La peine de mort consiste par définition à exécuter une personne pour un crime ou un autre acte grave. En Europe (sauf en Biélorussie et en Russie) et dans certains pays (Canada, Australie, Afrique du Sud, etc.), cette peine a été totalement abolie dans la Constitution et dans les faits, au profit d'une condamnation à perpétuité. L'abolition de la peine de mort est même devenue un préalable à l'entrée dans l'Union européenne. Cette union pacifiste considère que la peine de mort ne peut être acceptée car elle est irréversible : une erreur judiciaire (comme on en entend parfois aux États-Unis) serait donc une catastrophe irréparable.
Pourquoi l'abolition de la peine de mort est-elle un signe de démocratie ?
De nombreuses démocraties dans le monde ont aboli la peine de mort, ce qui en fait un symbole de démocratie et de liberté. À l'inverse, un pays où les exécutions sont nombreuses sera souvent considéré comme un régime totalitaire qui cache la vérité, à l'image de la Chine qui compte pour plus de 90 % des exécutions mondiales. La Chine est un pays secret, où les opposants sont exécutés en masse. De plus, de nombreux pays continuent les exécutions de mineurs comme en Iran, en Arabie saoudite, au Soudan et au Nigeria. Abolir la peine de mort est souvent un premier pas vers la démocratie, la liberté et surtout la justice.
Quels pays démocratiques pratiquent encore la peine de mort ?
Pourtant, cette valeur démocratique de l'abolition n'est pas toujours exacte. En effet, les États-Unis (qu'on approuve ou non sa politique) sont une république démocratique et pourtant de nombreux États n'ont toujours pas aboli la peine de mort : le Texas comptabilise à lui seul la grande majorité des exécutions américaines. « Johnny Ray Conner, accusé d'avoir tué une commerçante à Houston en 1998, est devenu le 400e condamné à mort exécuté au Texas depuis 30 ans. » Le Japon, deuxième puissance économique mondiale, n'a pas non plus aboli la peine de mort.
Abolition de la peine de mort : un gage de liberté ?
À l'inverse, certains pays ont aboli la peine de mort tout en restant des régions où la liberté est inexistante.

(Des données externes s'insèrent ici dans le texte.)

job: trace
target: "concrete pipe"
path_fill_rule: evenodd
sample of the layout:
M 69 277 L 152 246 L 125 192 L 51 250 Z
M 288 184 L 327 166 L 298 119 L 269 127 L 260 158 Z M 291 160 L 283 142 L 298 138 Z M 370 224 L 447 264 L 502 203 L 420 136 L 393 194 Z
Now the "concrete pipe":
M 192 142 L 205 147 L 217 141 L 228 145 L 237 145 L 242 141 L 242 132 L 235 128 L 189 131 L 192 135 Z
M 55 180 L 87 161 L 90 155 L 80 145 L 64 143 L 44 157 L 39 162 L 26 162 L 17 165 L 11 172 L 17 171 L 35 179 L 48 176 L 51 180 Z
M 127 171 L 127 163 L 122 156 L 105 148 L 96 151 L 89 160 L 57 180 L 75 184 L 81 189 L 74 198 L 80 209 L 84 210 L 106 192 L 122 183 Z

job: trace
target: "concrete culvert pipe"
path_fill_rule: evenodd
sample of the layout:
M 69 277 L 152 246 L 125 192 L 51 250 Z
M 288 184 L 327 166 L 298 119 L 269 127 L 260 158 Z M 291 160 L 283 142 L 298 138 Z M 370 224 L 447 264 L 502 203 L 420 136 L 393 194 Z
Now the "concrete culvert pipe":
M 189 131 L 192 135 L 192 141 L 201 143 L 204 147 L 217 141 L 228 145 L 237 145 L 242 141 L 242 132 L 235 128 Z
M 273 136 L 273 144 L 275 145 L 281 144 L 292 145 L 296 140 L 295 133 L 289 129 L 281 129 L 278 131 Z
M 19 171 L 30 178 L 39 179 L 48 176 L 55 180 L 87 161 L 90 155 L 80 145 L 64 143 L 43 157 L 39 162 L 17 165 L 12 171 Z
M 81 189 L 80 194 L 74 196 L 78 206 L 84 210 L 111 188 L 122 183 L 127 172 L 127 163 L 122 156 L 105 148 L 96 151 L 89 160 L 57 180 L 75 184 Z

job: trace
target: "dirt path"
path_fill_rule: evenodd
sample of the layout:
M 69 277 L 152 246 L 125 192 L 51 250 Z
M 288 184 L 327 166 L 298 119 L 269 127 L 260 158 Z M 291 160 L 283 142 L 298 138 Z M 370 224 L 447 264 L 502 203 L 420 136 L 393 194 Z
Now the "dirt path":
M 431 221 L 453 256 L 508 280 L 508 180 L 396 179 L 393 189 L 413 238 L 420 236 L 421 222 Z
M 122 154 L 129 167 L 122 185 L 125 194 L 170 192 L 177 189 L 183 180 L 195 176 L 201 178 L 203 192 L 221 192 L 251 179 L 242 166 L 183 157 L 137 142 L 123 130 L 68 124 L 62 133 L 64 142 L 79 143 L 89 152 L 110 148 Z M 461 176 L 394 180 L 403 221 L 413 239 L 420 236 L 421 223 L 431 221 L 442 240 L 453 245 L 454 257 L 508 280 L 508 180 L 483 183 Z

Le Turkménistan est l'exemple parfait de ce paradoxe : ce pays d'Asie centrale a connu un président totalitaire qui a coupé le pays du reste du monde et traitait honteusement ses opposants. Pourtant, ce pays tyrannique a aboli la peine de mort en 1999.
L'évolution mondiale vers l'abolition de la peine capitale
La peine de mort est un signe de modernité, et chaque année, des pays l'abolissent pour la remplacer par une « prison à vie ». En 1977, seuls 16 pays avaient aboli la peine capitale : ils sont aujourd'hui 90.
La peine de mort reste une pratique cruelle et irréversible en cas d'erreur judiciaire. La loi Badinter en France, adoptée en 1981, a bien fait d'aller contre l'opinion publique de l'époque.